Em abril deste ano, Portugal celebrou 50 anos de Democracia. E, quando utilizo o verbo 'celebrar', refiro-me ao sentido literal da palavra, ou seja, com celebrações. As ruas foram tomadas pelo alívio dos portugueses, de diferentes gerações, que saíram para comemorar o que a democracia significa: liberdade. Nas escolas, os professores trabalham o símbolo da liberdade com os alunos e a importância da democracia para o país.
Mas este não é um texto para falar sobre a “Festa dos Cravos”, como é chamada em Portugal. O objetivo aqui é chamar a atenção do Brasil para a importância de olhar para o passado e (re)contar a sua história. E não, não falo sobre o período dos 'Descobrimentos' para estabelecer uma relação entre Brasil e Portugal; afinal, 'descobrimento' também não seria um termo mais adequado, mas isso é um assunto para outro momento.
A história que precisamos contar é a da ditadura militar, o golpe de 1964, que perdurou até 1985 no Brasil - 21 anos de governos comandados por militares, sem eleições diretas. Mais de duas décadas com Atos Institucionais para privar liberdades, expulsar contrários ao regime, censurar opiniões divergentes, torturar e matar quem fosse contra o que era estabelecido.
As notícias que dominaram o noticiário político brasileiro na terça-feira (19), desviando a atenção da reunião do G20, em que os líderes das principais economias do mundo estavam em solo verde e amarelo, não são apenas reflexo dos acampamentos e dos ataques de janeiro de 2023. São, sobretudo, resultado de um país que insiste em não encarar de frente a ditadura militar, recusando-se a responsabilizar devidamente os militares pelos crimes cometidos naquele período.
Felizmente, temos a arte para contar histórias enquanto a justiça e a política buscam soluções. Filmes como 'Ainda Estou Aqui' (ainda não vi, mas sei que aborda o tema) ajudam a manter viva a memória de figuras como Rubens Paiva. Utilizam a ficção, mesmo que inspirada na vida real, para incutir nas pessoas o desejo de conhecer mais sobre a história. É um trabalho importante, mas não deveria se restringir a esse campo.
Enquanto o nosso país continuar a trilhar o caminho de anistiar os responsáveis pelos horrores de 1964, será difícil evitar os 'sustos' que continuam a surgir no cenário político. No entanto, anualmente discute-se se o evento é golpe ou revolução.
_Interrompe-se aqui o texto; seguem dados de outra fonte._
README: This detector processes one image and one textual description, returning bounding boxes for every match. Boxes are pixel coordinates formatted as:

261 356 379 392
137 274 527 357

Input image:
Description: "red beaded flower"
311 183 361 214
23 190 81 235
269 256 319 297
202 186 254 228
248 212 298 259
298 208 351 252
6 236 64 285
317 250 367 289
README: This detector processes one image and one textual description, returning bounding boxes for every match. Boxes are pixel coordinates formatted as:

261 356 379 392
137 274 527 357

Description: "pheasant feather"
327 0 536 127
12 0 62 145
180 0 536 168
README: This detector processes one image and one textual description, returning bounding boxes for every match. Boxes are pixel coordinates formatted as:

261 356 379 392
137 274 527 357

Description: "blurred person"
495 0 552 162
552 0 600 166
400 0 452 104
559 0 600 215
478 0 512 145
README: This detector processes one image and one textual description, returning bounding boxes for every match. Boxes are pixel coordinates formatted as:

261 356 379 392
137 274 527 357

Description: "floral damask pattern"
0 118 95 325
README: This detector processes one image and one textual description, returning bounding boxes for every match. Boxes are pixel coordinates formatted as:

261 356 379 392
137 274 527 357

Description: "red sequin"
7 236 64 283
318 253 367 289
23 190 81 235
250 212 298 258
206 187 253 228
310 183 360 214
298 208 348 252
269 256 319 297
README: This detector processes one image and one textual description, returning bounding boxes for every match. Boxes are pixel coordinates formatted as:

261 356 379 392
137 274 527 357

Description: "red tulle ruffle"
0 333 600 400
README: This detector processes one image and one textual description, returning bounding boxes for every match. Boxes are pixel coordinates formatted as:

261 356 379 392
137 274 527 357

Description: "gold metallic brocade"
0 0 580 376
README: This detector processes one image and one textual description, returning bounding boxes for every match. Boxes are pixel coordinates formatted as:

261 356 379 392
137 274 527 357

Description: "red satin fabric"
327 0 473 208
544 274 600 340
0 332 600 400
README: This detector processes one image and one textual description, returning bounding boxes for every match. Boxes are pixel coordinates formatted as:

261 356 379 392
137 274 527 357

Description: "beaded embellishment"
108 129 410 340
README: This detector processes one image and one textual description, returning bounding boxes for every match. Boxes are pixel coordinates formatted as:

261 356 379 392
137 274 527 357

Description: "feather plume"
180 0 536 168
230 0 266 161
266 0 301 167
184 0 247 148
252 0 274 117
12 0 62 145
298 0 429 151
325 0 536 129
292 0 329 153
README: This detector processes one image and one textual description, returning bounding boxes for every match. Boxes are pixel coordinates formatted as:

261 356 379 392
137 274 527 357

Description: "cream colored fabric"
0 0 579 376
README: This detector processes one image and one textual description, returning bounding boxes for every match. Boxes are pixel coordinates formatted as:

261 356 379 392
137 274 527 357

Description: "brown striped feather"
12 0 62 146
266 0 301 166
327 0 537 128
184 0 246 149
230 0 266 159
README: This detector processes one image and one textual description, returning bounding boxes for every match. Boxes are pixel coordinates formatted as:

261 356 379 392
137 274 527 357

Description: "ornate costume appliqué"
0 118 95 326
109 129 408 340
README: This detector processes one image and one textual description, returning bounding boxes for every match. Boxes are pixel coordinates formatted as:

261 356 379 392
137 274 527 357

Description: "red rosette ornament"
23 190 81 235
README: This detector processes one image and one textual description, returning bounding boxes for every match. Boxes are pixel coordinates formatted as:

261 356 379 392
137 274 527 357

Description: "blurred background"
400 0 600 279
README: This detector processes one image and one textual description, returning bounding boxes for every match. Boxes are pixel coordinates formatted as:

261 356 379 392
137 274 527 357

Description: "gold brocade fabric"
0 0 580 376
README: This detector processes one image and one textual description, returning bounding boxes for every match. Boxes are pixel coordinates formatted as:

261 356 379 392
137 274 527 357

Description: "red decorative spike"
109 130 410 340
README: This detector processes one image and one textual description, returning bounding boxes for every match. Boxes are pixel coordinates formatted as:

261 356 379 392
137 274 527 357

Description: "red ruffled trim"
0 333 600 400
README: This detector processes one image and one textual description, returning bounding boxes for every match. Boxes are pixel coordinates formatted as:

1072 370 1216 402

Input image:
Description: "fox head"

Pode-se comemorar? E se isso irritar os militares? E a Comissão da Verdade, criada no governo Dilma Rousseff (PT)? Não há um consenso, pois gritam as opiniões polarizadas. A história fica esquecida. Vira mito, algo inventado para assustar.
Essa recusa em encarar o passado cria um ciclo de impunidade e negação que ainda alimenta a instabilidade no presente. O escritor brasileiro Millôr Fernandes, autor de uma das frases que mais descreve este período, 'O Brasil tem um enorme passado pela frente', estaria, talvez, esperando ansiosamente para que seu pensamento caísse em desuso e envelhecesse. No entanto, cada vez mais, sua opinião se torna latente. Repete-se como um enorme clichê – e necessário.